As all the world knows, the Private Securities Litigation Reform Act — which President Bill Clinton vetoed but which Congress passed anyway — toughened the pleading requirements for securities fraud claims.

The Supreme Court, in Tellabs, Inc. v. Makor & Rights, Ltd., 127 S. Ct. 2499 (2007), recognized the enhancement of difficulty by holding that the PSLRA allows a complaint to survive a motion to dismiss "only if a reasonable person would deem the inference of scienter cogent and at least as compelling as any opposing inference one could draw from the facts alleged."  Tellabs, 127 S. Ct. at 2511.

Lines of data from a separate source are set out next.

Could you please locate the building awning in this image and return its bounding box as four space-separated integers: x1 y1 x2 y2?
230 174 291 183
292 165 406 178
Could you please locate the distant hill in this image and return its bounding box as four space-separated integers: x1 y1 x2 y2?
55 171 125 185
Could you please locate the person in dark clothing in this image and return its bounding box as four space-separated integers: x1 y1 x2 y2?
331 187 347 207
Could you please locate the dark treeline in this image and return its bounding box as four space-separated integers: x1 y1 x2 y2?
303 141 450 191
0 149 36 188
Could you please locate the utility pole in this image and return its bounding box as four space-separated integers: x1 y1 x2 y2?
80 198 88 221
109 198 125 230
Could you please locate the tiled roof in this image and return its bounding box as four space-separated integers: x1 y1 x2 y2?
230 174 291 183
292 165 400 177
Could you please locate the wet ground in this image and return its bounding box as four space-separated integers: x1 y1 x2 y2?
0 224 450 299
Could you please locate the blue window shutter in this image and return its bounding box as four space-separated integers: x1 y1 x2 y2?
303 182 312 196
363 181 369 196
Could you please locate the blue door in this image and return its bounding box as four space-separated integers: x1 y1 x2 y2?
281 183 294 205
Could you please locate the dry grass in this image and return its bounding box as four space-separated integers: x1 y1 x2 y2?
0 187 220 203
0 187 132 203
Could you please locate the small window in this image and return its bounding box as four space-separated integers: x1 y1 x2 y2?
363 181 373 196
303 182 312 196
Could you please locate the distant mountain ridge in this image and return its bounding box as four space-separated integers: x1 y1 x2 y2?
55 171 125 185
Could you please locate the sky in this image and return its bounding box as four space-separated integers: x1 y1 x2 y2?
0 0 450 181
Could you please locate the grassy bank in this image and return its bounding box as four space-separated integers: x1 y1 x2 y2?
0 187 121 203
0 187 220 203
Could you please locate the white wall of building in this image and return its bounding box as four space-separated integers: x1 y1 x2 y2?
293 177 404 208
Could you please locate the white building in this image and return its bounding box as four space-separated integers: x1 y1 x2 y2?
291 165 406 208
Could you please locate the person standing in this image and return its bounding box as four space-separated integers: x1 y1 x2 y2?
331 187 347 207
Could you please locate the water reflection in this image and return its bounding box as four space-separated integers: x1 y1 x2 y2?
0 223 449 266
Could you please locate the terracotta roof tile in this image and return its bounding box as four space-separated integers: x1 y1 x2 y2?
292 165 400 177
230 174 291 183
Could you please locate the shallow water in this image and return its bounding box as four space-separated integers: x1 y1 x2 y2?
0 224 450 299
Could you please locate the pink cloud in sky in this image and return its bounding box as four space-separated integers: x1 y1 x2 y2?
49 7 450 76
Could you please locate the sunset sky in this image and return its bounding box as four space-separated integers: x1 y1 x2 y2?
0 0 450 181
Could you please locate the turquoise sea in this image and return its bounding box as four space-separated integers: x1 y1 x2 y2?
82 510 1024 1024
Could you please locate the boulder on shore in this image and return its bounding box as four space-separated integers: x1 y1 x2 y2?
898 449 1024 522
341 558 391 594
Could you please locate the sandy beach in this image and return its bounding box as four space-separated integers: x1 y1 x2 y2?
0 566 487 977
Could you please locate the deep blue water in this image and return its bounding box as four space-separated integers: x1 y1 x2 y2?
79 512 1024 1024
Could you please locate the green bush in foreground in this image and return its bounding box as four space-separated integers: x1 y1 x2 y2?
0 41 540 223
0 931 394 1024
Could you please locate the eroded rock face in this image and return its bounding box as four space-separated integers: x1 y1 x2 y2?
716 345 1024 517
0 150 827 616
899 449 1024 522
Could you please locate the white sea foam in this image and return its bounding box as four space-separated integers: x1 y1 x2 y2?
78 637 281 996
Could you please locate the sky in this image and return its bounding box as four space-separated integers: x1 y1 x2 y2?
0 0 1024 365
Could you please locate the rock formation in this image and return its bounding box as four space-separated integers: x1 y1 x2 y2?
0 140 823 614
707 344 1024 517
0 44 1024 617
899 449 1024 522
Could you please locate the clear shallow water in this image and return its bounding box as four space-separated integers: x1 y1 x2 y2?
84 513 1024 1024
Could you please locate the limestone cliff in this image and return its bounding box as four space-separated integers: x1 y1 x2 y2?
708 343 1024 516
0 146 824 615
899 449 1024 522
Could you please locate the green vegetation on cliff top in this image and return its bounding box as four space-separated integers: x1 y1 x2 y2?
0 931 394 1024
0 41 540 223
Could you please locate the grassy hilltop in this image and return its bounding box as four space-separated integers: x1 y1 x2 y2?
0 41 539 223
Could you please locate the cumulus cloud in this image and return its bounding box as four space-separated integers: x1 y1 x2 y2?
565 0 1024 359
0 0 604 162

The hardening of the scienter-pleading test would logically mean that the reasonable person wouldn't conclude he, she, or it had a claim until he-she-it learned facts suggesting a strong inference of fraud, right?  Which would have the effect of making a statute of limitations defense harder to prove and easier to whip, correct?

You are so smart.  The Third Circuit held on Friday that "inquiry notice, in securities fraud suits, requires storm warnings indicating that defendants acted with scienter."  Alaska Electrical Pension Fnd v. Pharmacia Corp., Nos. 07-4500 & 07-4564, slip op. at 11 (3d Cir. Jan. 30, 2009).  False statements, standing alone, don't tell an investor he-she-it has a claim.  The investor must also have information that makes the inference of fraudulent intent "cogent and at least as compelling as any opposing inference one could draw" from the information.